SEANCE DU JOUR #5 - Radio Kobanî, une réalité qu’on aimerait fiction

mardi 24/10/2017 - mis à jour le 10/11/2017 à 15h09

Une ville détruite, des corps décomposés, ensevelis, la libération, la reconstruction, c’est tout cela et bien plus encore que raconte le docu-fiction Radio Kobanî. Pas de longues explications, ni d’interviews formelles, c’est la voix de Dilovan, jeune journaliste de 20 ans, qui nous guide parmi les ruines.

Le documentaire, projeté au festival du cinéma de Montpellier, revient sur l’histoire récente de Kobané.
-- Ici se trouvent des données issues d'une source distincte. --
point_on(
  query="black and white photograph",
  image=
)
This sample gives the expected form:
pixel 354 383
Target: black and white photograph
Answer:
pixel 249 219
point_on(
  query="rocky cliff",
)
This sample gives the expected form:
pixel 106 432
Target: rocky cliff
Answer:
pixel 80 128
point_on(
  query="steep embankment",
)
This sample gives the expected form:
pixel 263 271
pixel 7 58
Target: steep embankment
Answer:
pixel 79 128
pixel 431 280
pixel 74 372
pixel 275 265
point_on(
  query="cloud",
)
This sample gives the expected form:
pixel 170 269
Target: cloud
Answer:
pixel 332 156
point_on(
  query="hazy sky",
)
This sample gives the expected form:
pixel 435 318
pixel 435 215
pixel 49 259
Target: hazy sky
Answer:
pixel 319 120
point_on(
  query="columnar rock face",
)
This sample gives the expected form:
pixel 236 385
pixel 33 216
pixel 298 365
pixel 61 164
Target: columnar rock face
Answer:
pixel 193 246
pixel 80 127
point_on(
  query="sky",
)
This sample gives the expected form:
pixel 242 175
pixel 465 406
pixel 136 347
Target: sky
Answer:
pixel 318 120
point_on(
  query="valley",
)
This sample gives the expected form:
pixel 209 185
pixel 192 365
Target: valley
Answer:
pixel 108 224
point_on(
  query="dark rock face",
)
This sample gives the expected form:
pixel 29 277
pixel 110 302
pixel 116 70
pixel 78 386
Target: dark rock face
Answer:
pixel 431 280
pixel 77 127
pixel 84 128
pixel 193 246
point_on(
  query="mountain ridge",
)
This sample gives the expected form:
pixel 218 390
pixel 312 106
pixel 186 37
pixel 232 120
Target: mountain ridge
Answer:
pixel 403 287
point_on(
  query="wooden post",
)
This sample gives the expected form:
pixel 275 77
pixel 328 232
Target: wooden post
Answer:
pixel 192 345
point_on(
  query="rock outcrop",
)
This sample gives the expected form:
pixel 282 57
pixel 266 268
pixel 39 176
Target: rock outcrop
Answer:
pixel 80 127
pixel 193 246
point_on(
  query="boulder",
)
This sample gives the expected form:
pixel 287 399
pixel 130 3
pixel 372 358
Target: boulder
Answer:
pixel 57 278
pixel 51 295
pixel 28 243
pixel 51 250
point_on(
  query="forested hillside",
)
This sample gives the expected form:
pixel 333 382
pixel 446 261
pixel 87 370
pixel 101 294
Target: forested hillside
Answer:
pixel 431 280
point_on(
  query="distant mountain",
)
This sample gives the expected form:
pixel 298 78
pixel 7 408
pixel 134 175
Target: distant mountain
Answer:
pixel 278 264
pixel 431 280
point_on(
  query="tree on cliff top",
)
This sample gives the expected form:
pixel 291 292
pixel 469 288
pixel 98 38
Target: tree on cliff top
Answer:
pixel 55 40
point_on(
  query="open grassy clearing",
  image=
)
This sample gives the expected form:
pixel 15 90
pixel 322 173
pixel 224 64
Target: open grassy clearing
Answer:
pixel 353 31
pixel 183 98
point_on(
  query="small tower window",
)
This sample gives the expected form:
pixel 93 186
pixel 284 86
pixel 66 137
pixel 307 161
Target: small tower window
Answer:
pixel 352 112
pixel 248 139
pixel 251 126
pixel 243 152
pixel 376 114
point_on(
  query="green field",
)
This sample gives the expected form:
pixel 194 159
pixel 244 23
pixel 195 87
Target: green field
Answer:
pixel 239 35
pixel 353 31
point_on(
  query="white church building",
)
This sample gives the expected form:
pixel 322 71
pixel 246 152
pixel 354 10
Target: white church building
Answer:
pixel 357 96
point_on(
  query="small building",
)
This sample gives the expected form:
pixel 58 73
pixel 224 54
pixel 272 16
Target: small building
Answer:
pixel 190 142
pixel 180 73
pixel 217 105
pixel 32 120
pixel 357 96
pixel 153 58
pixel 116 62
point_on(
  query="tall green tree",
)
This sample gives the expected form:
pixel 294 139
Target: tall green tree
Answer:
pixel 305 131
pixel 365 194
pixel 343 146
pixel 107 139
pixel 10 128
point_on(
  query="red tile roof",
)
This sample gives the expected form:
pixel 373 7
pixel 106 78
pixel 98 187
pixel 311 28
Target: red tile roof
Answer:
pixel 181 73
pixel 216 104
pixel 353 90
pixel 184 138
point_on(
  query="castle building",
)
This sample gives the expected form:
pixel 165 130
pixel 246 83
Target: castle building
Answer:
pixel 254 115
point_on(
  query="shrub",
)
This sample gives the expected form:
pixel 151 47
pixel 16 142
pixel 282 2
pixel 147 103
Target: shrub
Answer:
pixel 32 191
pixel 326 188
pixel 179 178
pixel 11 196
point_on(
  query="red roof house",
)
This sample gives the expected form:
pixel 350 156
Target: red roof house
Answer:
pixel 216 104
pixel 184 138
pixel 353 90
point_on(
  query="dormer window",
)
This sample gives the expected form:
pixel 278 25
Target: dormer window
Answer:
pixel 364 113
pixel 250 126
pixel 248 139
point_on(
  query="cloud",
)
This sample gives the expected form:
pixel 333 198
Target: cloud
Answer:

Ville emblématique du Kurdistan syrien, à la frontière avec la Turquie, théâtre de terribles combats entre l’Etat Islamique et les combattants kurdes entre 2014 et 2015.

La voix mélodieuse de Dilovan Kiko nous prend par la main dès le début du film. Elle parle à l’enfant, qu’elle espère avoir un jour : «  Je vais te raconter l’histoire de ma ville, Kobané. La mienne et celle d’une centaine d’autres ». Une histoire de personnes déchirées, brisées, qui tentent de reconstruire à la fois leurs vies et leur ville. Les plans aériens sont formels : il a plu des bombes sur Kobané. Les pelleteuse à la recherche des cadavres décomposés sont là pour le rappeler.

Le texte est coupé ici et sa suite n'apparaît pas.